日本で東山魁夷やローランサンなどの主題のない絵画が好まれるのは日本人が美術を感性で観ているから。しかしそれを良くないという人もいる。それは「この時代はこういう背景があって、作者の意図は…」など体系的に美術を観る人たち。ただそれでは単なる暗記であって美術的に観ているとはいえないように思う。作者の意図といってもエスパーでもない限りそれを完全に理解することは無理だし、解釈なんて人それぞれ同じではない。どうも美術評論家というのは知識偏重の頭でっかちで、美術の大切な感性という部分を軽視しているように思えてならない。

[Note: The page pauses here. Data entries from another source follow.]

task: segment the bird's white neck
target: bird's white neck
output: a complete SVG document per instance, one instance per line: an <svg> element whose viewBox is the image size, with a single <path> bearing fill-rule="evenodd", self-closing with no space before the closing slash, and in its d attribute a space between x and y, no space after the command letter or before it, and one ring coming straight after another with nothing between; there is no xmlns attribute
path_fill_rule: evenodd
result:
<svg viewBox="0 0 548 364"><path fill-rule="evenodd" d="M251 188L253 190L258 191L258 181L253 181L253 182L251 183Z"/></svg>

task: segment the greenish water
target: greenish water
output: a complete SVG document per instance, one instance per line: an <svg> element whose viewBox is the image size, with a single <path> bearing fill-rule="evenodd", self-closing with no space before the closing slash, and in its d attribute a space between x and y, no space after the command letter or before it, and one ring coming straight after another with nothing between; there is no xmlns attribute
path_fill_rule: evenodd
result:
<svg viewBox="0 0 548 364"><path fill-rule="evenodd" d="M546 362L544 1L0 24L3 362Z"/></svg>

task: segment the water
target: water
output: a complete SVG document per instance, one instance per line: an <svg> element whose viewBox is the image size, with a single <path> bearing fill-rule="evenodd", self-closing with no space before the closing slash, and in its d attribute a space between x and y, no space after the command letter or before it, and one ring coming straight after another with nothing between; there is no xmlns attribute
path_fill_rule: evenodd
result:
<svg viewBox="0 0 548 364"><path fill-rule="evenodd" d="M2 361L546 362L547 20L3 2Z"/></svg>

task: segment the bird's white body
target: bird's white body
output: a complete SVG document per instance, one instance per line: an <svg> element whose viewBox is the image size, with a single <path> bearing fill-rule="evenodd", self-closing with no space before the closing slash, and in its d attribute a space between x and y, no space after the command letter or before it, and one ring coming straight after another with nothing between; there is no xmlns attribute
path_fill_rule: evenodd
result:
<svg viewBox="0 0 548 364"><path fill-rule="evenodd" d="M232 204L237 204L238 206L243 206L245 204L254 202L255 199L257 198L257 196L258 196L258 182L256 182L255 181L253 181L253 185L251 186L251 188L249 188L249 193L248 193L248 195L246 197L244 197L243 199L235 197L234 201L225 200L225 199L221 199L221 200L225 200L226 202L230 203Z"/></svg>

だから美術鑑賞の観点では西洋より日本の方が優れているように思う。学問としての美術というのは西洋絵画が中心の広いようで実はものすごく偏っていて狭い世界。そういう「保守性」の強い美術評論家が、西洋画家の「革命性」を称賛しているという気持ち悪さもある。そもそも「美しい」というのは感性によるものだ。そうでなければ革命もないし現代アートなんて出てこない。もしああいうのを観て「作者の意図は…」なんて説明している人がいるとしたら、それはエスパー以外の何者でもないと思う。メンタリストみたいなことをやったほうが稼げるのではないか?